Hi, can you explain a bit about the choices? Asking because I see others typically going with slightly higher bits for the non expert layers, compared to the embedding / lm-head layers.
For example, the IQ2_K quant from https://huggingface.co/ubergarm/Qwen3-Coder-480B-A35B-Instruct-GGUF uses:
# Attention
blk\..*\.attn_q.*=iq6_k
blk\..*\.attn_k.*=q8_0
blk\..*\.attn_v.*=q8_0
blk\..*\.attn_output.*=iq6_k
# Routed Experts
blk\..*\.ffn_down_exps\.weight=iq2_kl
blk\..*\.ffn_(gate|up)_exps\.weight=iq2_k
# Non-Repeating Layers
token_embd\.weight=iq4_k
output\.weight=iq6_k
We have not explored the mixed-bit configuration, our choices are primarily based on prior experience. You may be able to use our library to produce an even better model, or find more effective settings in other repositories. Our open-sourced algorithm differs from the official implementation. We are working on an even better version, stay tuned!
For the embedding layer and LM head, given that this model is extremely large and the first/last layer is particularly important, we choose to keep them at higher bit precision.
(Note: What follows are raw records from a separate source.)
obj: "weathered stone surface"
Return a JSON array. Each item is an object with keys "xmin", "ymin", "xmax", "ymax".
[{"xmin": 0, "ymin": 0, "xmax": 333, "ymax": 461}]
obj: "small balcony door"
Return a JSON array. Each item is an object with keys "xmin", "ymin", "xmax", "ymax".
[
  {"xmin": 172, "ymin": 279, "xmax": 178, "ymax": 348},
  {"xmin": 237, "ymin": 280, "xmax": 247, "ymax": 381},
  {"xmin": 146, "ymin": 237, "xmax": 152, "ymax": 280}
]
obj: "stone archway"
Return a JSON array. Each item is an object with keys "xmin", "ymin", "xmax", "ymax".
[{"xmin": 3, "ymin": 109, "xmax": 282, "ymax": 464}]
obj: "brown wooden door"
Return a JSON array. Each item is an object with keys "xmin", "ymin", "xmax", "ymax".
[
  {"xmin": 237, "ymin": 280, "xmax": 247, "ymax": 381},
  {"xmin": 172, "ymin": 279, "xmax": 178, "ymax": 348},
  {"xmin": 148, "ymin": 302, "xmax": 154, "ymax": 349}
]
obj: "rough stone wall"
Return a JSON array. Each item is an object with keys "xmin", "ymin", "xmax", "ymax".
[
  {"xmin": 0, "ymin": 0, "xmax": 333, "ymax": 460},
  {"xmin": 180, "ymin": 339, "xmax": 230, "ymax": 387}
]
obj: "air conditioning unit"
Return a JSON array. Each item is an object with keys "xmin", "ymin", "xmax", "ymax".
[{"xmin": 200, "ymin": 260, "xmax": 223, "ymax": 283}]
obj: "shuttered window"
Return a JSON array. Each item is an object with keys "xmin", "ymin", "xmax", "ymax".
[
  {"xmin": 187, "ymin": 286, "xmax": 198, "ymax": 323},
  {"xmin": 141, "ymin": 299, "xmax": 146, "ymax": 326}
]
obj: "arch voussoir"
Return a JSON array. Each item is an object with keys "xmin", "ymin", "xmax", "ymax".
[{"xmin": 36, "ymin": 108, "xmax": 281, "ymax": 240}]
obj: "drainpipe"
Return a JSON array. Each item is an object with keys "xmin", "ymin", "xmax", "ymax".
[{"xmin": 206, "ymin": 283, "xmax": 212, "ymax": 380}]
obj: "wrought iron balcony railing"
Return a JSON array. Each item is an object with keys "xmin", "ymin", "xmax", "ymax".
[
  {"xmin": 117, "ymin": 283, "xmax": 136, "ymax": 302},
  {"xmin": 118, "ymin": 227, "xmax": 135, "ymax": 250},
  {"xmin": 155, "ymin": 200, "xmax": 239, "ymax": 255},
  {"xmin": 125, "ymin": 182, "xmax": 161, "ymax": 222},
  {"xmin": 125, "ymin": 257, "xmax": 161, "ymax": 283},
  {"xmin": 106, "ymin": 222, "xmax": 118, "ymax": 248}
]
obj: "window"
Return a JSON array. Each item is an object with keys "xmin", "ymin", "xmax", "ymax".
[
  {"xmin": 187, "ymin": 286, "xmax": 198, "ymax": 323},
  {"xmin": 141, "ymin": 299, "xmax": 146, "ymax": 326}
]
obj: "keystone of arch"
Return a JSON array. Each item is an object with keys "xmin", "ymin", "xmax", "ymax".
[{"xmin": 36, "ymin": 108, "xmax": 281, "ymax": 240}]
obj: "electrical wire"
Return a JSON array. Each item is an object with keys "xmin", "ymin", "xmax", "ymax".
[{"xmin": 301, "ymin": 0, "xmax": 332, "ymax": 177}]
Although we have observed that the embedding layer can be quantized to very low bits, we prefer higher bits to preserve accuracy.
For the expert modules and other related components, since experts account for the majority of the model parameters, they must be quantized to lower bits to save memory. In contrast, shared expert layers or routed experts contain relatively few parameters, so we keep them at higher precision. A similar strategy can be found in some open-source models like openai gpt-oss model that only quantize MoE parameters.